When the Mexican national team took control of the second half of Sunday's Gold Cup final, it was easy to point to tactical adjustments made by El Tri coach Tata Martino as having turned the tide, but the reality is momentum swung in the second half because the U.S. national team ran out of gas.
Gregg Berhalter watched his team attack Mexico's defense relentlessly in the first half, creating chance after chance, but as those opportunities went unfulfilled, there was another worrying trend that continued. The U.S. team's young players kept the pedal on the gas, even as the team's fuel gauge careened dangerously toward empty.
"It cost us a lot of energy to play the way that we were playing," Berhalter said after the match. "We had very quick attacks. You can’t go from your goalkeeper and try to go to their goal 15-20 times a night. You need also to change the rhythm of the game, keep the ball, get them moving side to side, and we didn’t do that."
After dodging those first-half threats, Mexico eventually found themselves facing an American team that started to slow down, which then moved the match into a pace that suited El Tri perfectly.
Jozy Altidore and Michael Bradley were clearly worn out after the first 60 minutes, but fatigue wasn't limited to the U.S. team's older players. Even young stars Christian Pulisic and Weston McKennie, who were all over the field in the first half, faded out of the match, which left the American attack relatively toothless down the stretch.
"As we continue to grow and mature as a team, one of the things we’ll always need to work on is the balance of using the speed and direct attacking ability of guys like Christian and Jozy, Jordan Morris and Paul Arriola," Michael Bradley said. "A bunch more guys as well whose ability to be fast and mobile and on the move in a vertical way towards the goal is quite good.
"We want to use that, we want to take advantage of that, but we also then, in other moments, want to know how to slow things down. Know how to make the first pass or two out of our half, but then be able to manage things and connect passes and drive the other team back a little bit. It’s a balance."

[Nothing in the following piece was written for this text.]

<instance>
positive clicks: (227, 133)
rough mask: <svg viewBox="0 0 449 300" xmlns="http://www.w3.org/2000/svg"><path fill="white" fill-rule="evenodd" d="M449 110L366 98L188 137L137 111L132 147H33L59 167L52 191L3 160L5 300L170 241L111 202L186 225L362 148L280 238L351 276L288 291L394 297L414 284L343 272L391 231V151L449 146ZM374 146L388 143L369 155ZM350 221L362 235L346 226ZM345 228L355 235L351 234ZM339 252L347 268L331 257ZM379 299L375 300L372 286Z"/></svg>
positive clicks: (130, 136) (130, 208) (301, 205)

The Americans started out fast in their semifinal win against Jamaica, but the difference was they were able to put an early goal on the board to put the pressure on the Reggae Boyz.
Berhalter's side executed his first-half game plan well against Mexico, but when the match remained scoreless into the second half, El Tri settled down defensively, and began to dominate the midfield by limiting the amount of time Bradley and McKennie operated on the ball.
"We felt like we had an advantage on them with speed, with quickness, and we definitely showed that in the first half," Berhalter said. "Again, as we continually try to have quick attacks it will cost energy in the end and Mexico, they stayed calm. Their experience really helped and they were able to keep moving us around and we lost some power."
Managing tempo was something the Mexican team did very well, and that played out in the second half, when El Tri alternated between patient stretches of possession along with the targeted attacking forays of Rodolfo Pizarro, Jonathan Dos Santos and Andres Guardado.
"In the first half they pressured us a lot, and fouled us a lot, the game was very even," Dos Santos said. "In the second half they didn't have as much, we dominated the entire second half, created chances and we deserved the victory."
"They got tired a little in the second half and we took advantage of the spaces," Mexico midfielder Edson Alvarez said. "We took advantage of our intensity to take the ball from them on their side of the field and that was a turning point."
Berhalter lamented his team's second-half struggles, but sounded like a coach who was optimistic about how his team performed at the Gold Cup overall, chalking up Sunday's loss to an experience his young team needed to go through in order to grow.
"Mexico definitely have an experienced team, but we have a quality team," Berhalter said. "We believe in a lot of the young players and we think at the end of the day we need to gain experience so a game like this is perfect for us. It was a big occasion, a lot of the player’s first time playing in a game like this and we need to learn. We weren’t ready for the step tonight but we will be ready.
"I think the guys will learn a lot from this game," Berhalter said. "There’s a lot of guys playing in their first game like this. For us, the whole month the focus was on making progress and when I look back and evaluate it I think we did make progress. This experience will help us moving forward."